Another little gold bug.
I remember that Wednesday evening (or maybe it was Tuesday, who knows when you’re six)
When the first one wandered by, perched on the handle of a cheap pocket knife in a dollar store.
My reaction fitting to the sight
A novelty is worthy of a marvel and the feeling that Zeus or Jesus or someone or something had blessed you with this fortune
To see something so rare.
Gold and black, a little bigger than a ladybug.
Mom always signed in defeat when the green bugs showed up in the old garden.
The June me never knew why, thought it cruel, misunderstanding.

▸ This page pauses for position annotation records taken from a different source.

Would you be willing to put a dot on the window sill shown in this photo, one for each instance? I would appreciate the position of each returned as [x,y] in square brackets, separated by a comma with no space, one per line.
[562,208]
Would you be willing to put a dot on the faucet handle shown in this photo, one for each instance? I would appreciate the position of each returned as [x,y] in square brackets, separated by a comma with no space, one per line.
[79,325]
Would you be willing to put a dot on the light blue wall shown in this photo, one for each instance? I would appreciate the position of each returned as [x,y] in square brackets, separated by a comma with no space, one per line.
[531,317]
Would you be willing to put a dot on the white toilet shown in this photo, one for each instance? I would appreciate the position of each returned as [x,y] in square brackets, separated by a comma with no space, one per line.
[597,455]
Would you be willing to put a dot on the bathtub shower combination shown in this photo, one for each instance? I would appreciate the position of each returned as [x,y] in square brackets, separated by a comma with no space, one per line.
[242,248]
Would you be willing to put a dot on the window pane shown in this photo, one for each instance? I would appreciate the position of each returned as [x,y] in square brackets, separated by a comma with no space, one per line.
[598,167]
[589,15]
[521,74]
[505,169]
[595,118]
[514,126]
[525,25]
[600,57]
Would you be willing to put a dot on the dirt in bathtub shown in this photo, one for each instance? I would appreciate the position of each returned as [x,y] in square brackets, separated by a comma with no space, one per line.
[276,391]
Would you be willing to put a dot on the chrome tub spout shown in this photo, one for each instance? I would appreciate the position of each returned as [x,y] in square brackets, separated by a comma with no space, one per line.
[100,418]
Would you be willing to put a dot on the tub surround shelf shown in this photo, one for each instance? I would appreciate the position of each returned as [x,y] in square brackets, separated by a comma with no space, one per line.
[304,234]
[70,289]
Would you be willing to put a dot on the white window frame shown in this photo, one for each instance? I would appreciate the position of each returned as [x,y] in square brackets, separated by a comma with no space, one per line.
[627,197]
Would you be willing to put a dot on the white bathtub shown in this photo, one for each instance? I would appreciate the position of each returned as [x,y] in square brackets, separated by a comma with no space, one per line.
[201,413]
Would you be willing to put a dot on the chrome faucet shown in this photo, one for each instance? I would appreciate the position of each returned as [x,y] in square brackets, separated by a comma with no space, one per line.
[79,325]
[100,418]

The July me gaped at the wreckage of the slaughtered zucchini
And understood.
The rare bugs had become king, the overthrowers of summer.
“Squash this”
Now last season, when the green bugs showed up on the pumpkins
I was out in force
Bug guts are nasty.
But it wasn’t enough. One blink, and you’re behind, never to catch up, and the pumpkins wither
like the plants in the rust belt that close their doors forever.
My own fault, too little, too late.
I opened the box from Wal-Mart this morning
There was a little gold bug perched on the cheap monitor mount.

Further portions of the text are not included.